In the second season – set 10 years later -- “Ed is happier and more content and just seems at peace with life,” Kinnaman says. “At the end of the first season he suffered through the ultimate tragedy: the loss of a child. As an actor, that is the great challenge – to sort of portray that kind of trauma. For me, it was one of the most exciting parts of playing this character.”
In the show’s alternate universe, the Soviet Union beat the United States to the moon. That changed the dynamics at NASA and began a series of moves designed to catch up and move past the rivals.
In season two, both countries have bases on the moon. As in the first season, historic figures weave in and out of the fictional world.
“In the writers’ room, we came up with a lot of ideas and a lot of things that fit into the alternate timeline,” co-creator Ronald D. Moore says. “And then it was about, well, ‘What are the things that fit within the story that are important to know?’ Like the progress of the Cold War.”
“We’re adapting history,” co-creator Ben Nedivi adds. “The fun of that is picking and choosing the things that change but also the things that didn’t change. (We’re) finishing the stories that never got their chance.”
The Mercury astronauts, for example, never got to be a part of the space program.
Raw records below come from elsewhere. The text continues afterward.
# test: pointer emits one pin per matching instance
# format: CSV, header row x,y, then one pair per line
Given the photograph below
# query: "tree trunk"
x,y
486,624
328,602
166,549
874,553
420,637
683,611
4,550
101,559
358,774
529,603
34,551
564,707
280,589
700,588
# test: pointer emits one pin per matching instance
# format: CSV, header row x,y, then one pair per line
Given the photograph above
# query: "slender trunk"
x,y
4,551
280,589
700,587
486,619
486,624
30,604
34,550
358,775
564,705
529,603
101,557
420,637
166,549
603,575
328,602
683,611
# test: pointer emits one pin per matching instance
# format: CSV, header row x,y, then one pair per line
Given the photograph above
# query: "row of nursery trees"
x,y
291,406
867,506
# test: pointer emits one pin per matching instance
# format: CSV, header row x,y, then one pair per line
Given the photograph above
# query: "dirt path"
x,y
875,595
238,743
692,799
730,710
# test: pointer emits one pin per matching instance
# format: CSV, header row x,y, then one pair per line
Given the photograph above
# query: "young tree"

In the revision, that’s not the case. Politicians get a second chance; pop culture takes a hit.
“If you see the first season, you think, ‘OK, a little alternate history but it kind of feels like “Mad Men” in the NASA environment,’” Kinnaman says. “But the vision for this show is so much bigger than that. Now we’re starting to show audiences what that vision is and it’s a lot of fun.”
In the new season, the Jamestown moon base has expanded and Ed is chief of the Astronaut Office.
To make sure audiences aren’t duped into thinking historical figures were actually a part of this world, “we always try to honor who they really were and nogt just change them radically or have them do crazy things just for our story purposes,” Moore says. “They’re usually in the show to serve a specific story function. That also then limits how much you can do with them, so we kind of populate the universe mostly with fictional characters.”
Already renewed for a third season, “For All Mankind” is expected to take even more leaps.
“The longer the show goes, the more we kind of branch off into our own alternate reality anyway and we get further and further from real-life figures that would have meaning in our particular story,” Moore says. “It’s something we’re always mindful of and we’re always very careful about.”
“For All Mankind” is streaming on Apple TV+.